Alternatively, you can roll out your own custom ISerializer or put an ITypeNameSerializer into the default serializer but I haven't tried this.

like image 118
Furkan Omay Avatar answered Oct 25 '22 12:10

Furkan Omay


Furkan is correct that your problem is that the subscriber needs access to the MessageA type defined by your publisher so that it can deserialize the message to that type. From the EasyNetQ docs

When messages are serialized, EasyNetQ stores the message type name in the Type property of the message properties.

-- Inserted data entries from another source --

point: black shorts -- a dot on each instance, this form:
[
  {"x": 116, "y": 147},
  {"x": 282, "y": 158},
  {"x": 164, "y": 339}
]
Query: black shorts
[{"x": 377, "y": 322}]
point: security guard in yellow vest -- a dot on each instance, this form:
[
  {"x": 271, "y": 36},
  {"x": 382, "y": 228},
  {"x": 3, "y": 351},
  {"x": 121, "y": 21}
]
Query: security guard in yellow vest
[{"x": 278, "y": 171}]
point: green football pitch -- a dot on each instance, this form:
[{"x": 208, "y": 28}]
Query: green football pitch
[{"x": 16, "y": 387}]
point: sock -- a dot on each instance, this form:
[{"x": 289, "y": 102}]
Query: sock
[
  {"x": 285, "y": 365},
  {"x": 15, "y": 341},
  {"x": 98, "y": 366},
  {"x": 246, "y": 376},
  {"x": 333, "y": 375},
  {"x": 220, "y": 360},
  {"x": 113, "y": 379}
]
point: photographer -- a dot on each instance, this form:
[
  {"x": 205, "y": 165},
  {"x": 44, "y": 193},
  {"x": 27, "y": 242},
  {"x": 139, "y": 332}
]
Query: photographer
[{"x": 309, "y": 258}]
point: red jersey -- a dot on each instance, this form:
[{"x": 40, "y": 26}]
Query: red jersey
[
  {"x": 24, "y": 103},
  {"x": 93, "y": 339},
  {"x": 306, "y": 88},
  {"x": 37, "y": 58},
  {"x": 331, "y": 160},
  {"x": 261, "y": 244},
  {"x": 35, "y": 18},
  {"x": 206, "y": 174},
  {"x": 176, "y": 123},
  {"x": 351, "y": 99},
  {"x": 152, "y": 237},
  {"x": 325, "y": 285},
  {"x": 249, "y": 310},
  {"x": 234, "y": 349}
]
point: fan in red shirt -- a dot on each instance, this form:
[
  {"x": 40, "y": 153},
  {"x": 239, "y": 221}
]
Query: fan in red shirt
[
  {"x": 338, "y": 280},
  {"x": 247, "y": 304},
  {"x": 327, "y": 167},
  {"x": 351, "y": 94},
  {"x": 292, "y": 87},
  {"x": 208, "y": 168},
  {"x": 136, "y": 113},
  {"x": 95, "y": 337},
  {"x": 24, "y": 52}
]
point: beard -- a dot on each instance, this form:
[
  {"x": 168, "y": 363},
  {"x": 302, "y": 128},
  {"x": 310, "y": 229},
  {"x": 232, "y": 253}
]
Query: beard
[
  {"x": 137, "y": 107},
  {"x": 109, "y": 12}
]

This metadata is sent along with your message to any subscribers who can then use it to deserialize the message.

This amounts to a tight shared contract between publisher and consumer. If you want to loosen that up then there are a couple of things you can do:

  • You can publish and subscribe based on an interface (e.g. IMessage, from which you can derive MessageA). You will still need access to the MessageA type in order to cast the received message, but you can publish and subscribe without specifying a specific derived type.

  • You can create a single, shared "container" type (e.g. MessageContainer) and then serialize/deserialize your type into an instance of the container type as XML, JSON, whatever. Your subscriber can pull the data out of the container and parse it however it wants to. You could even include a schema or version info in the container header to give some hints to the subscriber about how to parse the data. The point it that they never have to turn it into a defined type and therefore don't need access to a bunch of types, just to the MessageContainer type so they can get at the serialized content.